Sage Advice gratefully accepted.
Yours Truly,
Ed AKA Crazy Eddie the First


----------



## Icehole (Nov 22, 2013)

Well,
I already expressed interest in both e1e's
looks like you are gauging interest. 
PM me and we can work out the details, if they are still available. 
I think JasonH may have beat me to at least one of them. 
I will probably end up buying them from him, anyways! (Hi Jason!)


----------



## Crazyeddiethefirst (Nov 22, 2013)

Hello David,
As I mentioned in my PM, I listed the items before I had a clear and thought out plan(pretty obvious since I did not list prices and was informed very quickly it was a violation and was deleted). I am sincere is asking for help with coming up with fair prices. Most of the items I am selling have been purchased over the past couple of years, so I am not concerned with getting burned on the deal. I want to ask a fair price, I'm not out to get the last penny. I broke my hip a few days ago and I am not thinking 100% clearly. I appreciate anyone's input, and if I offended anyone by posting without the prices, I am sorry.
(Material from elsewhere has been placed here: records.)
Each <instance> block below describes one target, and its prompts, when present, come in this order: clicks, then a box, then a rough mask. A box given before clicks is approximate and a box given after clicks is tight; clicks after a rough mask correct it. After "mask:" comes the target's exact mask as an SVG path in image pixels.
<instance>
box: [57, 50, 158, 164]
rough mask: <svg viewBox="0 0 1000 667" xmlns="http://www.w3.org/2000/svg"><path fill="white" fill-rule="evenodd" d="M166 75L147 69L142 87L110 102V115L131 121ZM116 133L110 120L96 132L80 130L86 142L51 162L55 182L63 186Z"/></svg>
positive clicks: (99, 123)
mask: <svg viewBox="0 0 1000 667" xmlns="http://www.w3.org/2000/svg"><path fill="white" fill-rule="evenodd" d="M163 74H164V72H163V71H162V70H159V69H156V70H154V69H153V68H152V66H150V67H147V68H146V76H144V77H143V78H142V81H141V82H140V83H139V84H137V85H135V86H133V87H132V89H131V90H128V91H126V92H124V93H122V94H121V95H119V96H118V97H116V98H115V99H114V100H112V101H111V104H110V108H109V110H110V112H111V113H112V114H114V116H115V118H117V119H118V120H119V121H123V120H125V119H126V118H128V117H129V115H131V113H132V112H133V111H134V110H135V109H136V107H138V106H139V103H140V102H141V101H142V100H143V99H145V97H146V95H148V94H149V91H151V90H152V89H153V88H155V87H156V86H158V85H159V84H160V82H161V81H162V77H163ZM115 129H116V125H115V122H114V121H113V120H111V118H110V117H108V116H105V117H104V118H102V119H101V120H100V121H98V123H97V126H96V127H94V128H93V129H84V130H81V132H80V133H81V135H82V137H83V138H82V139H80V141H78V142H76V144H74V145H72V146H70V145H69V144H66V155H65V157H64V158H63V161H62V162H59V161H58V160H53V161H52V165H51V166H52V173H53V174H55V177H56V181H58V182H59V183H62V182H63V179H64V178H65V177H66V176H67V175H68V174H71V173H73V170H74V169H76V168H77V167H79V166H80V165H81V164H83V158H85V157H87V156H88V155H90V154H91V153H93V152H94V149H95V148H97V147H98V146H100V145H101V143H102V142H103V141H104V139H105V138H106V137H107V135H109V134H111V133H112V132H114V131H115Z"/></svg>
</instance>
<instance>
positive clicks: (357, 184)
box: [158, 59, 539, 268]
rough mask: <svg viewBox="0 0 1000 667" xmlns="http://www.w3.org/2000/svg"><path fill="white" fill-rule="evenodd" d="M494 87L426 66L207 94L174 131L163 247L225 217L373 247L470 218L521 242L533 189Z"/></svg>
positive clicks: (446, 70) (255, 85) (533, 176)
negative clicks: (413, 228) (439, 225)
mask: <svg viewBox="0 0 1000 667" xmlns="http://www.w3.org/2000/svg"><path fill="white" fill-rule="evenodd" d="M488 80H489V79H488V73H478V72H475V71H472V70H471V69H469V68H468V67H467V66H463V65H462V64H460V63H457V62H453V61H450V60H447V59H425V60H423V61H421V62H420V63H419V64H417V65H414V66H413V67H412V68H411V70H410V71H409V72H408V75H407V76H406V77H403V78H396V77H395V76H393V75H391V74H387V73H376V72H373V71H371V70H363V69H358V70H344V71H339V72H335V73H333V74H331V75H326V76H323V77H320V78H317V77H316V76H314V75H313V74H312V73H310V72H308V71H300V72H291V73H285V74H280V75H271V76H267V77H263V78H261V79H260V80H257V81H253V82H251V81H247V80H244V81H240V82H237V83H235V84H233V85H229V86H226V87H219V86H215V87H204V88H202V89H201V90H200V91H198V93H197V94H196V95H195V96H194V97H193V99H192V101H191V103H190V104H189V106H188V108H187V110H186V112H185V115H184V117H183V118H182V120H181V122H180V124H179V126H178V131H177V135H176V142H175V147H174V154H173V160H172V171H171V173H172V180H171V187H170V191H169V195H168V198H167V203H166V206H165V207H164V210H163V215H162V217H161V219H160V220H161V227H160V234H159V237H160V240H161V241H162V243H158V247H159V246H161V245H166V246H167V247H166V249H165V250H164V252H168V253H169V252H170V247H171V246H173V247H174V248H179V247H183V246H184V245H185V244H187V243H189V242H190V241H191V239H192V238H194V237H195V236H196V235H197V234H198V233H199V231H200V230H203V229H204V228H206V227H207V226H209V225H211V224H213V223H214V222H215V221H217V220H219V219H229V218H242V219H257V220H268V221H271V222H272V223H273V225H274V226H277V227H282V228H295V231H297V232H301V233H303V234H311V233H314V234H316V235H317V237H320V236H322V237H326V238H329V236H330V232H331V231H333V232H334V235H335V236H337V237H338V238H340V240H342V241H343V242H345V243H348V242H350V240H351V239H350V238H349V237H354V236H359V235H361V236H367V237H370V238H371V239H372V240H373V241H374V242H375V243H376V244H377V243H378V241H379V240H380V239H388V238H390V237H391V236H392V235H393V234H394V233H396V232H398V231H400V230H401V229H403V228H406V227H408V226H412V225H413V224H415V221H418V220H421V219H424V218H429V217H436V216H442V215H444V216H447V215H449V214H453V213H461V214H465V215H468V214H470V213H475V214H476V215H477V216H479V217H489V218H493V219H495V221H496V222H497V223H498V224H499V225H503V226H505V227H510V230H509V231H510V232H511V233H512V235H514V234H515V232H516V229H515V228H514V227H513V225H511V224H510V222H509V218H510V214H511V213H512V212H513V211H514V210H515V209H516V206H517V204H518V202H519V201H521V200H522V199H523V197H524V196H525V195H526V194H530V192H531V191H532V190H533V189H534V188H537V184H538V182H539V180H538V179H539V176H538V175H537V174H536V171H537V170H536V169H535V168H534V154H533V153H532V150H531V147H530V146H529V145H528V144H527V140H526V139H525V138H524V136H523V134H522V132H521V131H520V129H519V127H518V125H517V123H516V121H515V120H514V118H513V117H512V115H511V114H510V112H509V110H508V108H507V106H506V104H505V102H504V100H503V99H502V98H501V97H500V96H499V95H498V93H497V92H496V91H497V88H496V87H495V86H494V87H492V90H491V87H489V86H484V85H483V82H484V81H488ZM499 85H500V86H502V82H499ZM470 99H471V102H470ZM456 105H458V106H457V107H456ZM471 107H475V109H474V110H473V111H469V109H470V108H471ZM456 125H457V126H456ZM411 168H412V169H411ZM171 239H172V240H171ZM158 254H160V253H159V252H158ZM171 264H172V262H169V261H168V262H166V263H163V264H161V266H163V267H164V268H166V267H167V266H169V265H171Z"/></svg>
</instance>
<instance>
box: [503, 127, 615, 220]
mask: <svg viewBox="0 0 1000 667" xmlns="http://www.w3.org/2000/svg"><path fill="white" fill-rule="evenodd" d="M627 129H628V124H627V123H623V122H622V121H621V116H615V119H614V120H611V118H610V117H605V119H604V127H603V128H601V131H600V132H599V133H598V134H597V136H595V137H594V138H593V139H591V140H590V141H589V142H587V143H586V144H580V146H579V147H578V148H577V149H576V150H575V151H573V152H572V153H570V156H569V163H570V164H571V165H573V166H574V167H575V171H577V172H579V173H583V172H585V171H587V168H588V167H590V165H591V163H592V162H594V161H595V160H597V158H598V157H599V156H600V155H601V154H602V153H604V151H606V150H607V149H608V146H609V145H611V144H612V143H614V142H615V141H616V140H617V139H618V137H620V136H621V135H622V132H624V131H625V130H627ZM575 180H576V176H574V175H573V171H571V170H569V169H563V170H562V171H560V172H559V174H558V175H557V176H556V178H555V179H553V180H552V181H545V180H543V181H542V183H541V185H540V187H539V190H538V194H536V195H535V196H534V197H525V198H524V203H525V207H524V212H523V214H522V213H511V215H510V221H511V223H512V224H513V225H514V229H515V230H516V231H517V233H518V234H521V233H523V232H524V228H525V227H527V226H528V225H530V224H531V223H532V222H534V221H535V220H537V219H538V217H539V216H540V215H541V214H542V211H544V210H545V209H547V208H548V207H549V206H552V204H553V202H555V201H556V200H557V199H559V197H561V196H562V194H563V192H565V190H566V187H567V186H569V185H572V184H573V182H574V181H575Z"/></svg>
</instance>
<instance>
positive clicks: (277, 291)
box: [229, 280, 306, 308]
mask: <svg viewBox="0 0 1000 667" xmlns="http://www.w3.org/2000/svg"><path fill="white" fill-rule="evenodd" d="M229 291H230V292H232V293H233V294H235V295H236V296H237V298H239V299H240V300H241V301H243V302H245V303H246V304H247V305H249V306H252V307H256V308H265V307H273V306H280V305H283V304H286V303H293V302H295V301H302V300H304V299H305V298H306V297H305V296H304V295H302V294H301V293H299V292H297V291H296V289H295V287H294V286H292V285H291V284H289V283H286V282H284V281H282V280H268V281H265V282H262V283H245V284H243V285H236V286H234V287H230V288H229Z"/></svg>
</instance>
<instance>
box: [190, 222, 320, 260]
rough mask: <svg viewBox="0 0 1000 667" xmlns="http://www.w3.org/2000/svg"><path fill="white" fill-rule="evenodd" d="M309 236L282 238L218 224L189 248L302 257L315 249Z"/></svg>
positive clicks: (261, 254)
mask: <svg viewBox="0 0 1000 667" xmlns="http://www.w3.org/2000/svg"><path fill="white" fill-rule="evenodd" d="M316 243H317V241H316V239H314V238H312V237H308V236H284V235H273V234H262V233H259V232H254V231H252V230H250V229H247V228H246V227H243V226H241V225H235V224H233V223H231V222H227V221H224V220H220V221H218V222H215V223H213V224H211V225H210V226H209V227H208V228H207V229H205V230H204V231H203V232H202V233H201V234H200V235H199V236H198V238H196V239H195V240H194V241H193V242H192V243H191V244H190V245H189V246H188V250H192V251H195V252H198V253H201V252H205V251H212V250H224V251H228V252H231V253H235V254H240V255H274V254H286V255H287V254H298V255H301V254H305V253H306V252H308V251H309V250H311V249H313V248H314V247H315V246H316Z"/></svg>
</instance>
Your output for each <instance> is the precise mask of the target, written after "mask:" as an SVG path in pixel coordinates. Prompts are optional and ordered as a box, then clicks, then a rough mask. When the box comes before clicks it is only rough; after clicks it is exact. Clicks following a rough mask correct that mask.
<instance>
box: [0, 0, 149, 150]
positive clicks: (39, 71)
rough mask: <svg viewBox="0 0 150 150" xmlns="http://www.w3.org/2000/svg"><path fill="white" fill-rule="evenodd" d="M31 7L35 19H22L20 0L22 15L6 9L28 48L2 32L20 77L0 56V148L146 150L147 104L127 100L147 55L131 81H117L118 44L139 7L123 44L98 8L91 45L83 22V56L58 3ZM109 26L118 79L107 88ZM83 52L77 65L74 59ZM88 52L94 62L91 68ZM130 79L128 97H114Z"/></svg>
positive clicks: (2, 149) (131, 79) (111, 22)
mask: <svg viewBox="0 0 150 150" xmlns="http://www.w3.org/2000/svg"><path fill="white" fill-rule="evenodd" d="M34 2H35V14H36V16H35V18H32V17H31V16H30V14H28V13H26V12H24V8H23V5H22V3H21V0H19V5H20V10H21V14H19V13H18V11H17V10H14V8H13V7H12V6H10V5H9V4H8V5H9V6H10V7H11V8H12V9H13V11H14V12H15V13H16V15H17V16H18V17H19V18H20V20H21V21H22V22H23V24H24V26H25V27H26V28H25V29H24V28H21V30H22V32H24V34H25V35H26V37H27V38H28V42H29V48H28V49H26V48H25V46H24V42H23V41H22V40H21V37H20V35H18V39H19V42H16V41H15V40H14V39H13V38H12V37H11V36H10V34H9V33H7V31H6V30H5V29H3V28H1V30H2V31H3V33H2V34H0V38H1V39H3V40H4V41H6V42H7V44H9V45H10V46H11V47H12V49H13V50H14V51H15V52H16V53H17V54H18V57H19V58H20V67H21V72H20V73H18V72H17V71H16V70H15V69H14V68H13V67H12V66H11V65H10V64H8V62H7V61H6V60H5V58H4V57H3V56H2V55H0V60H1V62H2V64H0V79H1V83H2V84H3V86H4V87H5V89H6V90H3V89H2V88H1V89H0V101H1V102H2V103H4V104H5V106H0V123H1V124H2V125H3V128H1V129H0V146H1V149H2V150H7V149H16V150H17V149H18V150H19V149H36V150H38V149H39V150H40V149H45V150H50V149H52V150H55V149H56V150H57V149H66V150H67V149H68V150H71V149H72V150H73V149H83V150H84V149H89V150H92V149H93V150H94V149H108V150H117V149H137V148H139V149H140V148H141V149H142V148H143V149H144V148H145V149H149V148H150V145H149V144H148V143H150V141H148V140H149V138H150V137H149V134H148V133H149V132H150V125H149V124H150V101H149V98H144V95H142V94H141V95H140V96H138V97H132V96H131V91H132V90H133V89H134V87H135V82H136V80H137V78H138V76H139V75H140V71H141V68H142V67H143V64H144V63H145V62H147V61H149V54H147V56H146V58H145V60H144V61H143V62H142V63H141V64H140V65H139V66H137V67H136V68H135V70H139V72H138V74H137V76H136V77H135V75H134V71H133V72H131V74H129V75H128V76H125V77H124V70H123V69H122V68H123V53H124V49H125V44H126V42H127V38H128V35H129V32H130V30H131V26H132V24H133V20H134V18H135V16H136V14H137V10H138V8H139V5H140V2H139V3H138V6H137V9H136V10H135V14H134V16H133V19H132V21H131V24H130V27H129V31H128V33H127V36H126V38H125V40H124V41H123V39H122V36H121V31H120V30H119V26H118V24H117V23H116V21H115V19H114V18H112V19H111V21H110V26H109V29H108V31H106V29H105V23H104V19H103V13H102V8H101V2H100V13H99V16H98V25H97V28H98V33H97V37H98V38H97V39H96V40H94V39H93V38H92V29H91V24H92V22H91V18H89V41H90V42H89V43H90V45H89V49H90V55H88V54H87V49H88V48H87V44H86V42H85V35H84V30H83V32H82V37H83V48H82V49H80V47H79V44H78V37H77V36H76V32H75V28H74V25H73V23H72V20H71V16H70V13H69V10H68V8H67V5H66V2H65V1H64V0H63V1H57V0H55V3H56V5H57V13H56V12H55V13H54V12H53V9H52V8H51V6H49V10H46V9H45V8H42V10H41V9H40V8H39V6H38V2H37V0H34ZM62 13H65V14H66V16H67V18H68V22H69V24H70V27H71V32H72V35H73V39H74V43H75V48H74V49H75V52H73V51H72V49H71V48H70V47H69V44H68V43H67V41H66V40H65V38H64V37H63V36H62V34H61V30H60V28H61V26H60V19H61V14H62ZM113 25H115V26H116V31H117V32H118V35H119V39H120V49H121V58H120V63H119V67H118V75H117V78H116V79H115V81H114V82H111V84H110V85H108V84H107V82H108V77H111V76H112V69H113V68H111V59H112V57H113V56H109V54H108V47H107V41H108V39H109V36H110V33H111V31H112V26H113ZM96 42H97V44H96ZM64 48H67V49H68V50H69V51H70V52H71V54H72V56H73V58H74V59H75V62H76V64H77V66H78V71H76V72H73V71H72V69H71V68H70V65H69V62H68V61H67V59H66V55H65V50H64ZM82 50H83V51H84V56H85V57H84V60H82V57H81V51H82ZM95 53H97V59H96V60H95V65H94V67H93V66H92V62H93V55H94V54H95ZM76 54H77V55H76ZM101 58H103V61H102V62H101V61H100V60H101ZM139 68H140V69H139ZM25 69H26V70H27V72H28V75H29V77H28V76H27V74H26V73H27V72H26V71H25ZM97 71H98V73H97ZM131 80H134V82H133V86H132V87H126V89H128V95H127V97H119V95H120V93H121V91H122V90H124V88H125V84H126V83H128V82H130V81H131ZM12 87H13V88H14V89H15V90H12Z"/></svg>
I have learned much from quietly observing, now it is the to join the fun...


----------



## jamesmtl514 (Nov 22, 2013)

here's my 2 cents + quick evaluation. 
sell for what you paid + 10-20% and cover your PP fees+ shipping. 

E1E HA new in package, 110-140
EIE BK new in package 140-175

E2E HA new in package 120-130
E2E BK new in package 130-150

Thats what I'll estimate the going value of these lights to be. 
sometimes people will grab them up immediately other times you have to practically give them away, depends on the time of the year, the supply and demand and just plain luck.

All those lights listed above sold for $30-60 a few years ago.


----------